The more things change…

I don't think I ever encountered this in my historical readings, but I'm glad I learned about the Pennsylvania Bible riots:
[In the 1840s,] Pennsylvania's public schools reflected generic Protestantism. The school day began with the recitation of the Lord's Prayer, readings from the King James Version of the Bible, and often group singing of Protestant hymns. In addition, the Bible was frequently used as a textbook in spelling classes and to teach other secular subjects.

Bible reading occurred "without comment." The teacher simply read a set number of verses – usually 10 – without elaborating or interpreting them. Most Protestant groups found the practice acceptable, because it echoed their own theology. But Catholics – who look to church leaders to interpret the Scripture – considered the practice alien and heretical.

As the Catholic population increased, the Protestant majority decided to draw a line in the sand at the public school door. In 1838 the state legislature passed a law mandating that the Bible – and by that everyone knew they meant the King James Version – be used as a public school textbook. The new law was a deliberate slap in the face to Catholics, because it was unnecessary: public schools all over the state were already relying on the King James Bible for daily instruction.

Also, some textbooks had a clear anti-Catholic bias. One even referred to the pope as the anti-Christ. Catholic clergy finally began planning a protest.
So people reacted the way they tend to, with violence. In May of 1844, there was a rally by Protestant nativists (nativism was an anti-Catholic, anti-immigrant movement recently seen in Gangs of New York). They were fighting to keep the (Protestant) King James Bible in schools, while Catholics were agitating to have Bible devotionals removed from schools (though replacing them with sermons from the Douay Bible would have worked, too).

Someone pushed someone in the crowd, someone pushed back, and pretty soon the guns came out.
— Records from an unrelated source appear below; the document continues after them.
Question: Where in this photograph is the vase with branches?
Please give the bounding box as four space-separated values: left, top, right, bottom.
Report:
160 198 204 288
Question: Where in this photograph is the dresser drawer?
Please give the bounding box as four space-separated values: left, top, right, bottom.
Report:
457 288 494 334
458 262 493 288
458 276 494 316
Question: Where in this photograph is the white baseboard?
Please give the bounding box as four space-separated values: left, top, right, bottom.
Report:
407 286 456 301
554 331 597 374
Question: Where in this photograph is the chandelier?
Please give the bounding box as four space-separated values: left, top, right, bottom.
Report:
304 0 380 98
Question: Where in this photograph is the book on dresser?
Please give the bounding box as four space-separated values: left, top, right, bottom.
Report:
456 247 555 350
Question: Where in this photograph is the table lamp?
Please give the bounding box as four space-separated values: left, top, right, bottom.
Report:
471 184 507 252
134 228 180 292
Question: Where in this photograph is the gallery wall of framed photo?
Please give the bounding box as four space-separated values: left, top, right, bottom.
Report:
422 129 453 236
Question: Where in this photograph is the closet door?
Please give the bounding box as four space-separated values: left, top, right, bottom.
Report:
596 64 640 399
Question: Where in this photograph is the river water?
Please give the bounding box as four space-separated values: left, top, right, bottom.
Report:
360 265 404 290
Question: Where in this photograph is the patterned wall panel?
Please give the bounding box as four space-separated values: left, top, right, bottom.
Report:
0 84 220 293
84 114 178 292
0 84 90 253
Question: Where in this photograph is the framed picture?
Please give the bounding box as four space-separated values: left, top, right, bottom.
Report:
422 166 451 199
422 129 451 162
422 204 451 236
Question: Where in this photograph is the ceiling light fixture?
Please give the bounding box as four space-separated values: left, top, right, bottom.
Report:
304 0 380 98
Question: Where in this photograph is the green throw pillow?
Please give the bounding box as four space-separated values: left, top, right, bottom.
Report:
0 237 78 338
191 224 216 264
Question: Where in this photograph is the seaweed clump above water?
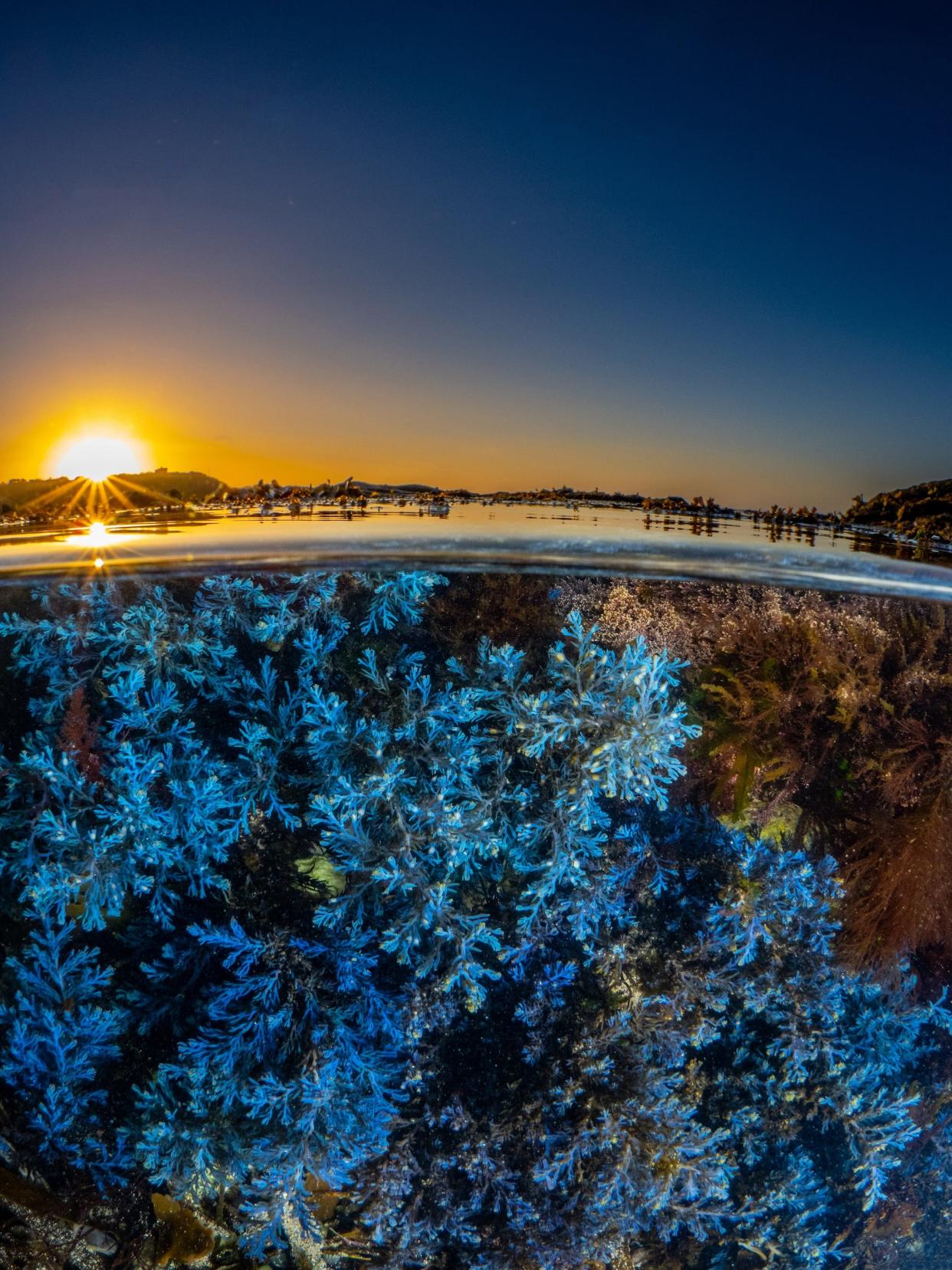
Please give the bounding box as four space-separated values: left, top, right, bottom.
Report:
0 573 952 1270
566 583 952 969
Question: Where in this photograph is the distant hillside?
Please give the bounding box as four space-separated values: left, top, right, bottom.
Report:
112 467 228 503
844 480 952 541
0 467 228 518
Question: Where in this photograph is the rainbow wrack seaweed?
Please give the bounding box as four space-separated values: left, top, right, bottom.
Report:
0 573 952 1270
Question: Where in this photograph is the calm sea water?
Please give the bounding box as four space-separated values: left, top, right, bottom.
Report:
0 504 952 1270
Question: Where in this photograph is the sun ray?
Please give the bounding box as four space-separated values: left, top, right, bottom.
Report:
20 476 87 512
113 476 185 507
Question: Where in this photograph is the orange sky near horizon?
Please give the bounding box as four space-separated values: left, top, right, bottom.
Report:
0 314 871 507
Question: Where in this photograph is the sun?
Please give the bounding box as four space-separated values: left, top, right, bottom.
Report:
46 428 146 484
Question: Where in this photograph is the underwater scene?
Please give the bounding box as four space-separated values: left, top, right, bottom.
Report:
0 569 952 1270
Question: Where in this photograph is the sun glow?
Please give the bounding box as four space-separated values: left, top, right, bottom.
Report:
46 428 147 484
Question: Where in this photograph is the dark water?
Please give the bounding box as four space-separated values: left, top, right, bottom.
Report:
0 558 952 1270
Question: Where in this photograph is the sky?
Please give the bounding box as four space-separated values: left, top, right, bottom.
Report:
0 0 952 508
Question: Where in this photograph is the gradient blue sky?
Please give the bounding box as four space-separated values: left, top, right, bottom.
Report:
0 0 952 507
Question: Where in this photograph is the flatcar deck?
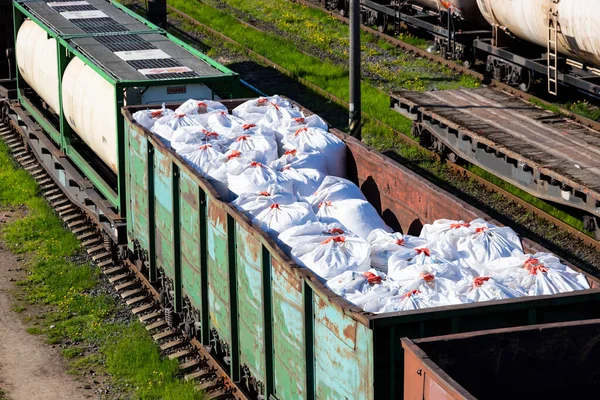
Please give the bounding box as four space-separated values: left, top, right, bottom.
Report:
391 88 600 222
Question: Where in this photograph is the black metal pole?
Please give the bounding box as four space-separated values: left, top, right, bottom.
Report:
147 0 167 28
349 0 361 139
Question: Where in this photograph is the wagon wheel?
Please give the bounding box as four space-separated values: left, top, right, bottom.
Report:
518 69 533 93
377 14 388 33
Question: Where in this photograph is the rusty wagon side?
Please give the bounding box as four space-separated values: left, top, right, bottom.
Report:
123 100 600 399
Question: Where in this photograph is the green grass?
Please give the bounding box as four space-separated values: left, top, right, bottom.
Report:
26 326 44 335
0 139 202 400
13 304 27 313
169 0 468 136
202 0 479 92
154 0 583 236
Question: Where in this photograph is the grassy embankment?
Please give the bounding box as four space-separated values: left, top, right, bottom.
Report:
159 0 583 230
0 142 202 400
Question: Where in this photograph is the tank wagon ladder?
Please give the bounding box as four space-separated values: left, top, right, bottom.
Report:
546 0 560 96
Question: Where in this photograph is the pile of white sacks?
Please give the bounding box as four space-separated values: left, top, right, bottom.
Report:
134 96 589 313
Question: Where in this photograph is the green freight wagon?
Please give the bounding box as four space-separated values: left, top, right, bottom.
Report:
13 0 239 241
122 100 600 400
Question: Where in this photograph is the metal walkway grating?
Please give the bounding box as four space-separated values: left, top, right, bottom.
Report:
71 18 129 33
96 35 156 52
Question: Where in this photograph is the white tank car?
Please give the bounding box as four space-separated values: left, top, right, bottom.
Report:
15 20 60 113
413 0 483 22
16 20 117 171
16 20 218 172
477 0 600 65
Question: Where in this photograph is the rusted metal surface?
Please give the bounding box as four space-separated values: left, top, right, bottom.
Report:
402 319 600 400
235 224 266 392
271 259 307 399
178 171 206 310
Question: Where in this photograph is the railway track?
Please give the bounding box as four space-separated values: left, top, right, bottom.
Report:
0 122 247 400
292 0 600 131
156 0 600 258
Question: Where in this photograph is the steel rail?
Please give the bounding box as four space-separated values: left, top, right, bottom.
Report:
291 0 600 131
0 112 248 400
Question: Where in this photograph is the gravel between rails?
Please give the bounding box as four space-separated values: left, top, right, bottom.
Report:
129 3 600 277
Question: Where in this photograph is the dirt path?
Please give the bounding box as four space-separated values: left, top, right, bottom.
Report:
0 234 93 400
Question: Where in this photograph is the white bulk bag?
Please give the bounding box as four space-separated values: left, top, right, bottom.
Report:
256 104 304 133
456 276 525 303
229 133 279 164
227 159 294 195
388 247 476 281
231 95 294 124
269 148 327 175
380 290 434 313
277 114 329 137
283 128 346 177
175 99 228 114
171 126 228 151
151 113 202 141
252 202 317 239
292 235 371 279
343 269 398 312
456 227 523 273
419 218 495 260
280 166 325 198
367 229 427 272
306 175 367 205
204 111 254 140
277 222 348 253
316 199 392 239
177 144 223 177
231 185 296 217
133 103 174 129
388 264 456 297
483 253 590 296
325 271 367 297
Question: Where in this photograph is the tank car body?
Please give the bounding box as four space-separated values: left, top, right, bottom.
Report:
12 0 239 214
413 0 483 23
477 0 600 65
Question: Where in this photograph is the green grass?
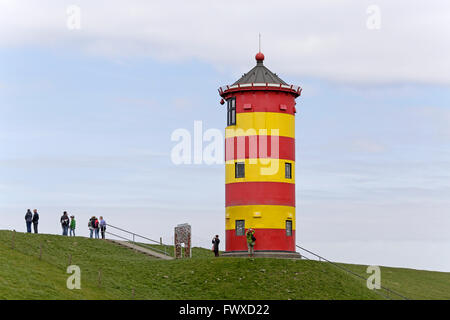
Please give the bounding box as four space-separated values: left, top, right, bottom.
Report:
0 231 450 299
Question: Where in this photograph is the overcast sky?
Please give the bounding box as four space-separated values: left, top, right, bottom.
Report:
0 0 450 271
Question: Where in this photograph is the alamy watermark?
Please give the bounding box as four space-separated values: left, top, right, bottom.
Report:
66 265 81 290
170 120 280 175
366 266 381 290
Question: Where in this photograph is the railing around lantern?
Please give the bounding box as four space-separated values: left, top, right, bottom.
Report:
219 83 302 94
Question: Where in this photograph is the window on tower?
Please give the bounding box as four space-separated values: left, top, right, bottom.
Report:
286 220 292 237
236 220 245 236
227 97 236 126
234 162 245 178
284 162 292 179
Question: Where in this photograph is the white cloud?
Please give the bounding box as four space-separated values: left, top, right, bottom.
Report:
0 0 450 84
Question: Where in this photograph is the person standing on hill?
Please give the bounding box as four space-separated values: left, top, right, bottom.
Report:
25 209 33 233
246 229 256 257
88 216 95 239
31 209 39 233
212 234 220 257
94 218 100 239
70 216 77 237
100 216 106 239
60 211 70 236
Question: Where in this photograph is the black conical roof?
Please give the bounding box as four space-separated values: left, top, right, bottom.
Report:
232 53 287 85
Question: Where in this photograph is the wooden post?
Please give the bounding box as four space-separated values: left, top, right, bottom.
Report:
98 269 102 287
11 230 16 249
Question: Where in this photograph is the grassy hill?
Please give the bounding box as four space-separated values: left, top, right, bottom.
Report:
0 231 450 299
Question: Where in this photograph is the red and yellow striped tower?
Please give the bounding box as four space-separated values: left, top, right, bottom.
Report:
219 52 301 257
A bunch of the Protestant protesters fell, and police managed to drive the crowds off. At least until that night, when a mob started attacking the homes of Catholics (mostly Irish).

The fighting raged for days, as churches and neighborhoods were razed.

All of which is to say that the conflict we face today over church-state issues is a lot better than it could be.

That said, consider this testimony from Dover, PA.

Later [attorney for the Dover parents] Steve Harvey asked [creationist Scott] Minnich whether it was possible that there was more than one designer, or possibly an "evil designer" and a "good designer." Minnich replied that that was a theology question. He stated that the intelligent design theory only takes one to the point that there is some kind of intelligent designer, after that, "theology or philosophy takes over."
And we've seen where that gets us.

"Teen Age Riot" by Sonic Youth from the album Daydream Nation (1993, 6:55).